The two 20-year-olds - Alex Rossetto and Luke Parkin - were taking part in a practical exercise at Northumbria University, which is in Newcastle, UK, back in March 2015.

The experiment was meant to test caffeine's effects during exercise. A powdered version of the stimulant was mixed with orange juice for the students to consume, but instead of receiving 306mg, Rossetto ingested 30.7g of caffeine, while Parkin took 32g instead of 320mg. The overdose was the result of a misplaced decimal point when calculating the correct amount for height and weight, which was reportedly done on a cellphone.

That amount of caffeine is almost twice the recognized lethal dose - there have been reported deaths after consumption of just 18g. The students instantly suffered blurred vision, dizziness, shaking, and rapid heartbeat. They were rushed to hospital in a "potentially life-threatening condition" and had to undergo dialysis.

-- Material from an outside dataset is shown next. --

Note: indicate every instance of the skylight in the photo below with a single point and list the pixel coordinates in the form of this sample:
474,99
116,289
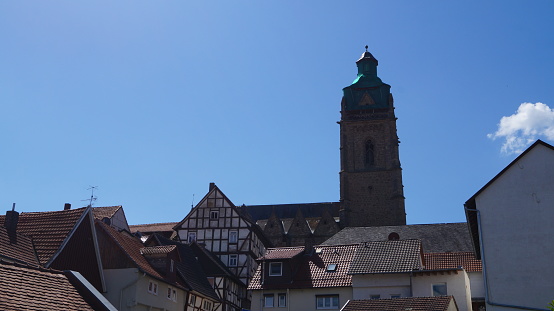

As reported by the Sunderland Echo, prosecutors at Newcastle Crown Court said: "there was no suitable and sufficient risk assessment, inadequate supervisor, inadequate checks and failure to follow rudimentary health and safety legislation."

Both men have made a full physical recovery and were able to continue with their studies, though they suffered months of side effects following their ordeal, including short-term memory loss by Rossetto.

The University said that "all those involved are deeply sorry and genuinely sorry." It was fined £400,000 (just over $500,000).